Forum Moderators: Robert Charlton & goodroi
40. A method, comprising: aggregating information regarding documents that have been removed by a group of users; and assign scores to a set of documents based on the aggregated information.
41. The method of claim 40, wherein aggregating information regarding documents that have been removed by a group of users includes: identifying a set of legitimate users and a set of illegitimate users; and collecting information regarding documents that have been removed by the set of legitimate users.
42. The method of claim 40, wherein aggregating information regarding documents that have been removed by a group of users includes: identifying a set of users with a defined relationship; and collecting information regarding documents that have been removed by the set of users.

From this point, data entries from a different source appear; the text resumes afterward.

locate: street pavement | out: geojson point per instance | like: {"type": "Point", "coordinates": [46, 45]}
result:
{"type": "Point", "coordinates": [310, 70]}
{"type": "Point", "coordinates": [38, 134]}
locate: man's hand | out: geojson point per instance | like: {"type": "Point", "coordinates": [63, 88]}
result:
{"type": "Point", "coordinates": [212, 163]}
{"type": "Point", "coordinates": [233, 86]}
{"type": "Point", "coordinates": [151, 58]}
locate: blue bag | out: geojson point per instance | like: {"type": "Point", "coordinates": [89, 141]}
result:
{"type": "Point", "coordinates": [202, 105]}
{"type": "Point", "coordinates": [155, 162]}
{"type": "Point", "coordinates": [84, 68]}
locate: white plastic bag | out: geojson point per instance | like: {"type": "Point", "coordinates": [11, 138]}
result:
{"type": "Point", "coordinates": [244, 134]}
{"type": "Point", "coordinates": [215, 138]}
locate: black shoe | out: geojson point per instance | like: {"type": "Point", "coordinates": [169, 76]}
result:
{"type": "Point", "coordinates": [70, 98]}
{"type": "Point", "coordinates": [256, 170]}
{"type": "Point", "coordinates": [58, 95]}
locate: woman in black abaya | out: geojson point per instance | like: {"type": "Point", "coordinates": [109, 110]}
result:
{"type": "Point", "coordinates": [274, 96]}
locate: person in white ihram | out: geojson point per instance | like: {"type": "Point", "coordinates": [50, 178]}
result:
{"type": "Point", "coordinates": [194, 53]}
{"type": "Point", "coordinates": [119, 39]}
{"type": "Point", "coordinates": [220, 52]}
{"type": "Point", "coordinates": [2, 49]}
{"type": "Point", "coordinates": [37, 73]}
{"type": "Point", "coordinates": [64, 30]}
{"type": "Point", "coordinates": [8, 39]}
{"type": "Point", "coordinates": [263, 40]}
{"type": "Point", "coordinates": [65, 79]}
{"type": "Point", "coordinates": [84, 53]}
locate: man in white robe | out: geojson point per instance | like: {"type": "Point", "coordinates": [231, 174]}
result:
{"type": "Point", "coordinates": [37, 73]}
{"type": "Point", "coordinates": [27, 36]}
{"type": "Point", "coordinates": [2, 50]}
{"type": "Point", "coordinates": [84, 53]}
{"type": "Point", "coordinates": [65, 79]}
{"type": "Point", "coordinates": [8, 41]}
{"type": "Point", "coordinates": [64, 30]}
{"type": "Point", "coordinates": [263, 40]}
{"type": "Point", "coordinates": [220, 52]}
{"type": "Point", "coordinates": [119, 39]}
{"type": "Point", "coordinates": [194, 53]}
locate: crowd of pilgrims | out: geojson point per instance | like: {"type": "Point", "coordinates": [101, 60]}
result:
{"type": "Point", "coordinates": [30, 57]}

Removing documents [appft1.uspto.gov]
Abstract...The system may aggregate information regarding documents that have been removed by a group of users and assign scores to a set of documents based on the aggregated information.
[0103] The IR score, link-based score, and remove list score may be combined in some manner to generate a total score that is assigned to a document. The assigned scores may be used to rank the documents (block 1830).
The section (Improving Search Results) where you pulled out that 2nd quote is a good read.
Intresting suppose I hire a group from another country get them a proxie server or servers so the ip is random and begin hitting my competition with delete actions
wonder how many will be enough to get their standings hurt or diminished...
The most legitimate, authenticated group of users I can think of are Adsense publishers who put fraudulent, replicated and garbage sites on their filtered list.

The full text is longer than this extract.